Cramér-Rao bound and the Gauss-Markov theorem

The Gauss-Markov theorem states that in a linear model \(y = X\beta + \epsilon\), where \(E[\epsilon] = 0\), and \(Var[\epsilon] = \sigma^2I\), the ordinary least square estimator \(\hat{\beta} = (X^TX)^{-1} X^T y\) has the smallest variance among all the linear unbiased estimators.

You can find the proof of the Gauss-Markov theorem on Wikipedia. Today when reading about the Cramér-Rao bound, I find that a stronger argument can be made about \(\hat{\beta}\) if we further assume \(\epsilon \sim \mathcal{N}(0, \sigma^2I)\), in which case \(\hat{\beta}\) is the minimum variance estimator among all unbiased estimators of \(\beta\).

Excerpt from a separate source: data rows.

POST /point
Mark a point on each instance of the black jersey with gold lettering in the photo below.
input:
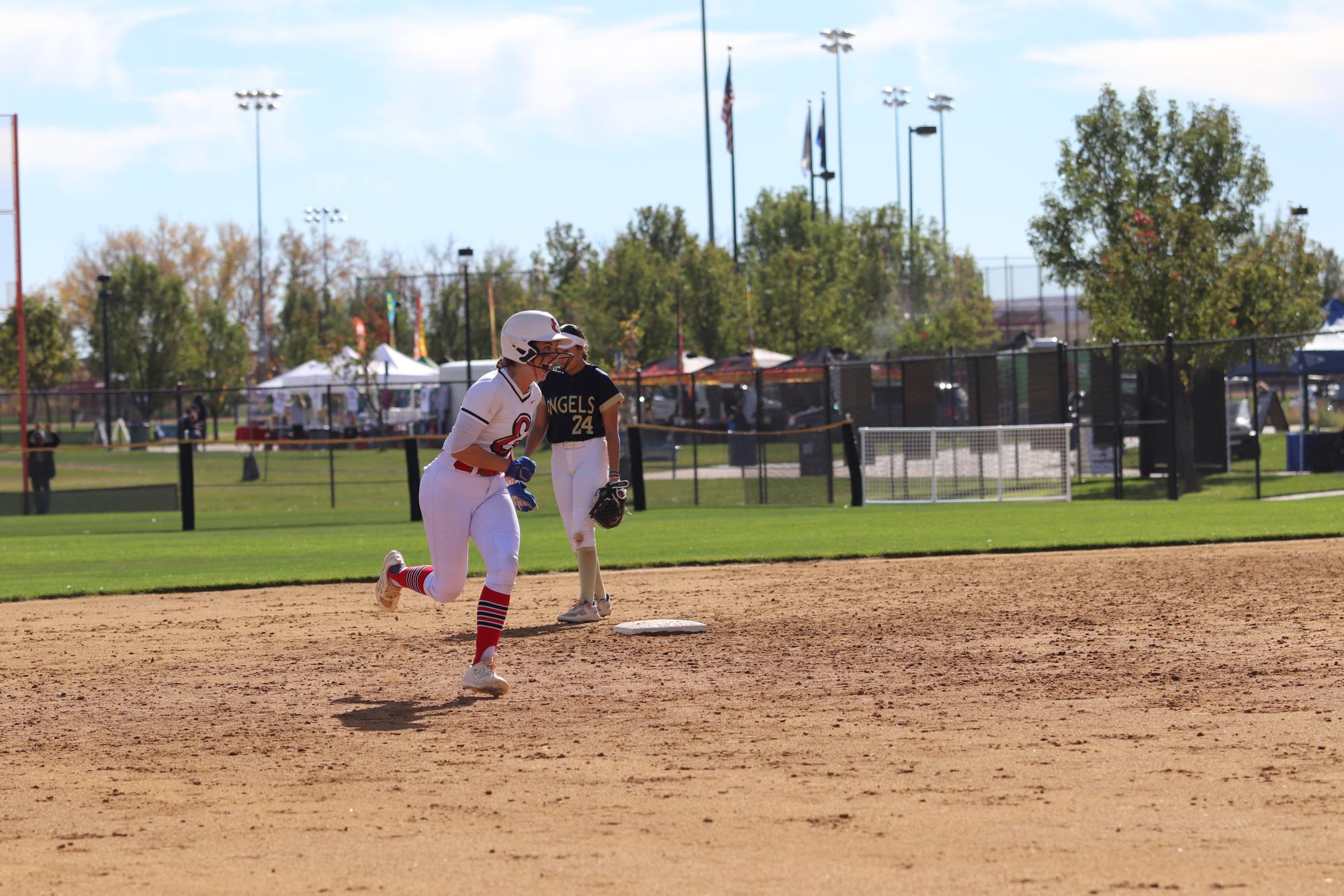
(576, 402)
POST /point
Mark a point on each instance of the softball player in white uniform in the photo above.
(465, 492)
(580, 420)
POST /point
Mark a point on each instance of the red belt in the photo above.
(478, 471)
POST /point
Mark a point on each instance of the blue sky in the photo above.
(486, 123)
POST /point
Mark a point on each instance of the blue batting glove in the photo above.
(523, 500)
(521, 469)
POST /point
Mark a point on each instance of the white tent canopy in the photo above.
(388, 366)
(397, 367)
(456, 371)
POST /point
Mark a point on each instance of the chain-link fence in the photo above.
(1263, 427)
(1242, 418)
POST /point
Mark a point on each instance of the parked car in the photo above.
(1241, 437)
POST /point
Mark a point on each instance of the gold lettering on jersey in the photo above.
(572, 405)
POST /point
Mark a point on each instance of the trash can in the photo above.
(815, 453)
(742, 451)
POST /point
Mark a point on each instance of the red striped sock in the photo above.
(412, 578)
(491, 612)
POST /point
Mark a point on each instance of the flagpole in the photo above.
(19, 322)
(812, 173)
(733, 159)
(821, 139)
(709, 167)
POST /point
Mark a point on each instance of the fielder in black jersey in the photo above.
(576, 405)
(578, 417)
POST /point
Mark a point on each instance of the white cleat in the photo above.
(581, 612)
(483, 679)
(388, 593)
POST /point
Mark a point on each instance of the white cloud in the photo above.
(487, 81)
(187, 131)
(1298, 66)
(60, 46)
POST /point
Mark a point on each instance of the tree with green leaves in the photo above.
(864, 285)
(222, 361)
(152, 331)
(1155, 220)
(50, 351)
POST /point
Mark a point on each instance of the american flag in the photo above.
(727, 107)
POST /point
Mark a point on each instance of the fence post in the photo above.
(1169, 351)
(637, 467)
(1118, 418)
(1062, 373)
(757, 444)
(187, 484)
(999, 432)
(851, 457)
(831, 474)
(695, 451)
(889, 389)
(902, 394)
(639, 396)
(331, 447)
(933, 465)
(413, 476)
(1255, 412)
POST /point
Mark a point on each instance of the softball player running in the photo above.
(580, 420)
(465, 492)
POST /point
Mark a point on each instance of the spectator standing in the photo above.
(42, 465)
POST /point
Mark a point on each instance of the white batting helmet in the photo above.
(535, 339)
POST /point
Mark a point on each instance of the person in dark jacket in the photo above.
(42, 464)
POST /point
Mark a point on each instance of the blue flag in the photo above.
(821, 134)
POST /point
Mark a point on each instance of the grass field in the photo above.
(283, 530)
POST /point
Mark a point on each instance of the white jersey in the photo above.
(495, 416)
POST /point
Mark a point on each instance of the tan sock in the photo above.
(598, 589)
(588, 573)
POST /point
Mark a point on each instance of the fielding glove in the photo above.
(521, 469)
(523, 500)
(609, 504)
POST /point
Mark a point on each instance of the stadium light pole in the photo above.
(838, 45)
(941, 103)
(924, 131)
(257, 101)
(104, 298)
(897, 97)
(464, 260)
(324, 216)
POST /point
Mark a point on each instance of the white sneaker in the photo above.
(581, 612)
(482, 679)
(388, 593)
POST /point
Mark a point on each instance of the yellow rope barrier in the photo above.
(217, 443)
(703, 432)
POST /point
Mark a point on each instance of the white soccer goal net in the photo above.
(965, 464)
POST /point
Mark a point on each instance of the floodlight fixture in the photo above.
(257, 101)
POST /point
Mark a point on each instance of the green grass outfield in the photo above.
(69, 555)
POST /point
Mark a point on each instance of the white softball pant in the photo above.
(457, 507)
(578, 471)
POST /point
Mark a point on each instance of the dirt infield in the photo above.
(1077, 723)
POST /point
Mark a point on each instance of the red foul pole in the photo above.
(18, 296)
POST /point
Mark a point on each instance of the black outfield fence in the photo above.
(692, 467)
(1266, 412)
(1266, 422)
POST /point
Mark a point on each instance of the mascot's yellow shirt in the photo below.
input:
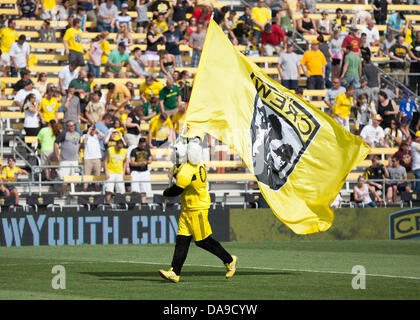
(193, 179)
(74, 38)
(116, 160)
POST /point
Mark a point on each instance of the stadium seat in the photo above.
(251, 200)
(128, 200)
(40, 201)
(91, 201)
(159, 200)
(7, 202)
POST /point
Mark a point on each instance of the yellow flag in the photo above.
(299, 155)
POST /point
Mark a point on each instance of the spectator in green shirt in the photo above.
(117, 59)
(46, 138)
(352, 68)
(169, 97)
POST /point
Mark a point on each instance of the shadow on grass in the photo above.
(154, 276)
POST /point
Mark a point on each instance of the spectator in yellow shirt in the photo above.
(73, 43)
(150, 88)
(342, 107)
(118, 97)
(313, 64)
(48, 10)
(115, 165)
(260, 15)
(160, 131)
(178, 119)
(10, 174)
(49, 107)
(8, 35)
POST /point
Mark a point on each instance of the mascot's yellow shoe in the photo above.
(231, 267)
(169, 275)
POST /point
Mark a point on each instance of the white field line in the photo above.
(279, 269)
(217, 266)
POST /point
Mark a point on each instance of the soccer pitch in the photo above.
(269, 270)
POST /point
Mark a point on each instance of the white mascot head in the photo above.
(188, 147)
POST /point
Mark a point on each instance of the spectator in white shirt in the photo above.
(92, 154)
(373, 134)
(123, 17)
(22, 93)
(372, 34)
(19, 55)
(66, 74)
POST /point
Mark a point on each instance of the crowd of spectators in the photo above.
(338, 58)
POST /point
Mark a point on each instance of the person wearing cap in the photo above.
(414, 80)
(115, 165)
(372, 34)
(117, 97)
(395, 22)
(72, 40)
(336, 21)
(95, 109)
(398, 175)
(353, 40)
(376, 171)
(342, 107)
(160, 131)
(66, 75)
(288, 67)
(260, 15)
(140, 158)
(406, 109)
(150, 88)
(124, 35)
(123, 18)
(415, 167)
(306, 25)
(373, 134)
(190, 184)
(107, 12)
(138, 65)
(118, 58)
(399, 52)
(22, 93)
(352, 67)
(364, 89)
(173, 39)
(169, 97)
(380, 11)
(161, 24)
(19, 55)
(273, 40)
(313, 65)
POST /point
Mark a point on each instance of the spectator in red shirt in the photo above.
(271, 39)
(404, 155)
(202, 14)
(352, 39)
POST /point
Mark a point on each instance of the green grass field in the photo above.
(270, 270)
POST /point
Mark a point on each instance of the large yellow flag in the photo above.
(298, 154)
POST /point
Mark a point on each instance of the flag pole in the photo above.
(170, 182)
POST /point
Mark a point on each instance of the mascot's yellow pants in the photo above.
(194, 223)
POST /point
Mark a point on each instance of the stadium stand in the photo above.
(229, 179)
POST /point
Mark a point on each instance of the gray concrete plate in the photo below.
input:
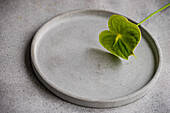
(70, 62)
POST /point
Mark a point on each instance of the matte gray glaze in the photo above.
(70, 62)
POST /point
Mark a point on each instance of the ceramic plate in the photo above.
(69, 60)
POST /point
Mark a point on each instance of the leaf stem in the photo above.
(154, 13)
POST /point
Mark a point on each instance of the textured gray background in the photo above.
(21, 92)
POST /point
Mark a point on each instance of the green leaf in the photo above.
(121, 38)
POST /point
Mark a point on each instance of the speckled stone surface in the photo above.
(21, 92)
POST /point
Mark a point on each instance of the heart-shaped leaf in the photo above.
(121, 38)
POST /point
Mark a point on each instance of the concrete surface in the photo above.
(21, 92)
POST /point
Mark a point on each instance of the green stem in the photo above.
(154, 13)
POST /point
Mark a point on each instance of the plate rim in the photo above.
(97, 103)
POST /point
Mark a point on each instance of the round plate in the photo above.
(69, 60)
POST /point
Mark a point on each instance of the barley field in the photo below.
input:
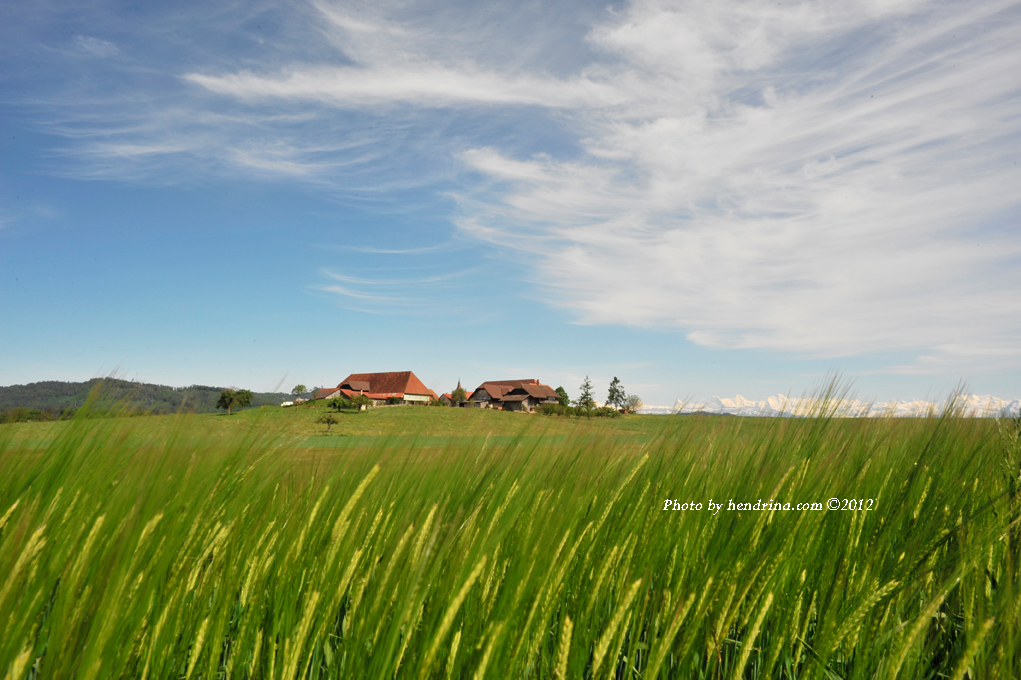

The Cramér-Rao bound states that the variance of any unbiased estimator of a parameter \(\theta\) is bounded below by \(I(\theta)^{-1}\), the inverse of its Fisher information matrix. Under the Gaussian noise assmuption, \(y \sim \mathcal{N}(X\beta, \sigma^2I)\), and Fisher information matrix of \(\beta\) for the linear model is \begin{equation} I(\beta) = - E\left[\frac{\partial^2 \log f(y;\beta)}{\partial\beta^2}\right] = \frac{X^TX}{\sigma^2}, \end{equation}

where \(f(y;\beta)\) is the pdf of \(y\). Note that \(Var(\hat{\beta}) = (X^TX)^{-1}\sigma^2 = I(\beta)^{-1}\), therefore the ordinary least square estimator \(\hat{\beta}\) attains this lower bound. Since an minimum variance unbiased estimator is essentially unique, \(\hat{\beta}\) is also the only one with this variance.